Gaja grappa and gelato finished an exceptional night as Gaia told me about their work in other areas, including the Super Tuscan Ca’Marcanda, and a new property in Etna making mainly Caricante and a tiny amount of Nerello Mascalese with a local producer. One of Angelo’s biggest regrets is not agreeing to work with Robert Mondavi when approached decades ago - “Like an elephant having sex with a mosquito” he often quips. Yet today, it is clear they have the confidence they once lacked. In the 19th Century, studies of Nebbiolo by Domizio Cavazza, Founder of the Alba School of Oenology, concluded Barbaresco to have the most suitable microclimate to make great wines. The Gaja family embrace this today by focusing on biodiversity in the vineyards, growing hay and flowers between the vines, and use of the most fantastic, nutty, complex, earthy pungent manure to fertilise.
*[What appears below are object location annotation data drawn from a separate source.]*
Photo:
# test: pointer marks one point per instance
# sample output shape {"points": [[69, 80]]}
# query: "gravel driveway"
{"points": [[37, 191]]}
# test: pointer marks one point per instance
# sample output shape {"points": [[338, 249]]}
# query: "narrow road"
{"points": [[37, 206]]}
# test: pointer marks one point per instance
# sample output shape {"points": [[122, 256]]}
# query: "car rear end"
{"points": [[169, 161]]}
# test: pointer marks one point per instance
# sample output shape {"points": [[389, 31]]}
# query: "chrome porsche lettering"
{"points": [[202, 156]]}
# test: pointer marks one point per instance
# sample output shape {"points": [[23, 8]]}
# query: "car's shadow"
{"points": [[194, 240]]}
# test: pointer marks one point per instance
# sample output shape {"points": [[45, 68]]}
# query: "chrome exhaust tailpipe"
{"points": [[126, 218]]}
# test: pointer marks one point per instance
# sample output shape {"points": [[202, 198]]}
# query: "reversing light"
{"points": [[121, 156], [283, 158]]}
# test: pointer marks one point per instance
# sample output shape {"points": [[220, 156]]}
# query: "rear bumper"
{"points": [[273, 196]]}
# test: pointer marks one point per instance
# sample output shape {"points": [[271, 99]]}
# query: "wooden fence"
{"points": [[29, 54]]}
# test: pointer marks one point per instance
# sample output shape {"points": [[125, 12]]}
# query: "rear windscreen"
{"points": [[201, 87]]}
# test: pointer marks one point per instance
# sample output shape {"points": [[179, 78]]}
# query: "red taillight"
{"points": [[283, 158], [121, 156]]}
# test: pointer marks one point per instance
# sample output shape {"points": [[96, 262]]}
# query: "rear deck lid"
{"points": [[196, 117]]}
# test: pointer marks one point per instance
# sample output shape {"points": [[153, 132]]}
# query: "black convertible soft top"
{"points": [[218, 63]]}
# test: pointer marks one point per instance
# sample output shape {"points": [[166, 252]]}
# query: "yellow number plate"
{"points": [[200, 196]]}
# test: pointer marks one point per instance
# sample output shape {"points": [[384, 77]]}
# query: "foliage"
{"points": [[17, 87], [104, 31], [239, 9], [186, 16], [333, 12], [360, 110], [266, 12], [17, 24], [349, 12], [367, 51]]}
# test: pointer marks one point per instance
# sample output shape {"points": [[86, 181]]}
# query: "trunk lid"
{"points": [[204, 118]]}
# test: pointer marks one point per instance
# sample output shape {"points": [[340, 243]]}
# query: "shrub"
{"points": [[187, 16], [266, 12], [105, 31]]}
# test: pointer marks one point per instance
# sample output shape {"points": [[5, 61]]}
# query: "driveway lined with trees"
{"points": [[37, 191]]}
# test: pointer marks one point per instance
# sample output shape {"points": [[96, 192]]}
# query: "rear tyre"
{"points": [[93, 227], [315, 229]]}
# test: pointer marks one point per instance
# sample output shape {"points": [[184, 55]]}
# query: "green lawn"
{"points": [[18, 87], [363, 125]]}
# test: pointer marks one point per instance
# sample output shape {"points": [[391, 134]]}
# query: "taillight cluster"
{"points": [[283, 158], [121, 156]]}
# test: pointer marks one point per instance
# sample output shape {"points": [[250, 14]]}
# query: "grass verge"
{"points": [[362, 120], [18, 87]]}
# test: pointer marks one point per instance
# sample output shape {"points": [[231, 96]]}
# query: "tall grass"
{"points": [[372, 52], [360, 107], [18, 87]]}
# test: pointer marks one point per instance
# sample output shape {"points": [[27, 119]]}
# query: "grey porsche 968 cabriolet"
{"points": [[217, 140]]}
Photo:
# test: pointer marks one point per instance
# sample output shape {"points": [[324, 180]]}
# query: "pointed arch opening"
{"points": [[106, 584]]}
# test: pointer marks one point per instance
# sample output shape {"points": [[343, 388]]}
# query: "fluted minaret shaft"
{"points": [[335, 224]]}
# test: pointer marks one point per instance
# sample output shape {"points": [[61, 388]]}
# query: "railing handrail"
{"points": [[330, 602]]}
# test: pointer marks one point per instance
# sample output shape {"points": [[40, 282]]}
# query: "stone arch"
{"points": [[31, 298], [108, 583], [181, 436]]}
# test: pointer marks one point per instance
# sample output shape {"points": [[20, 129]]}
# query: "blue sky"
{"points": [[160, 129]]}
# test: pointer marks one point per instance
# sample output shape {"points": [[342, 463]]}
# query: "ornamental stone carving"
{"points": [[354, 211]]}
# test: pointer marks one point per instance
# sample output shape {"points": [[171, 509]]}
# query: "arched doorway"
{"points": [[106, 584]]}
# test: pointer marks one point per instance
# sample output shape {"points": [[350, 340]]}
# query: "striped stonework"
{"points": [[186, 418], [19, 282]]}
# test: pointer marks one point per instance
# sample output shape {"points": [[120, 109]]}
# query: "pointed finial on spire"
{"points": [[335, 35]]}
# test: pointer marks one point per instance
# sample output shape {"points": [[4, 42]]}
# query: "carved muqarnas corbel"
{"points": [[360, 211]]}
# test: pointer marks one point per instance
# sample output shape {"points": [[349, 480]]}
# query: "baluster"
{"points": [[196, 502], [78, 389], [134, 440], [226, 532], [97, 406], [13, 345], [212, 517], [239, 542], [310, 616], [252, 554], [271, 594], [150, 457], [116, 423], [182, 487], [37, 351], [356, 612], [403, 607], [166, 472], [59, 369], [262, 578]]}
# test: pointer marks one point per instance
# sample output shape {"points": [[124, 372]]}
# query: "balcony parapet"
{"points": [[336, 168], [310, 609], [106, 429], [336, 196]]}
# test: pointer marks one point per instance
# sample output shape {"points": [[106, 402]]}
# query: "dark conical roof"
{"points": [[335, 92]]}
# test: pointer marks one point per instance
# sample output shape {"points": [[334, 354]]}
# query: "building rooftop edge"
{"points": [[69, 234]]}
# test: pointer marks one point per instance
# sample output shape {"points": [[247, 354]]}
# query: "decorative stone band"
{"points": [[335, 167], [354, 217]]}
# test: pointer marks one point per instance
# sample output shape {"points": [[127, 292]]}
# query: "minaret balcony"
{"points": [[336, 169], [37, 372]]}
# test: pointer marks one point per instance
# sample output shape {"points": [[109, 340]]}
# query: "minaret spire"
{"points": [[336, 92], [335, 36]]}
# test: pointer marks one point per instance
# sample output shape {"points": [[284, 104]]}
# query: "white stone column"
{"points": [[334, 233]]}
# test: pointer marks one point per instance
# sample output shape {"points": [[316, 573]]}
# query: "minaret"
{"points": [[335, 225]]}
While Angelo may have changed Barbaresco, do not underestimate the power that his charismatic, ambitious, and intelligent proteges will continue.

My conclusion: We do not really know the wines of Gaja simply because the family are a bit mad. They concentrated on restaurants for over a century. They are based in Barbaresco instead of the aristocratic but perhaps less suitable Barolo. They break the rules. They make changes. They respect the past. They are aware of climate change. They don’t have a website. They don’t have Instagram. They didn’t take visitors. They just want to make the best wines possible.

Good news: The new generation are ready to show off. They’ve got a new importer, have opened the winery to visitors for charity (and in doing so have raised over a million euro for a local children’s charity), and have sent me to you as messenger. The Gaja wines are damn good. And they are missing from all of our cellars.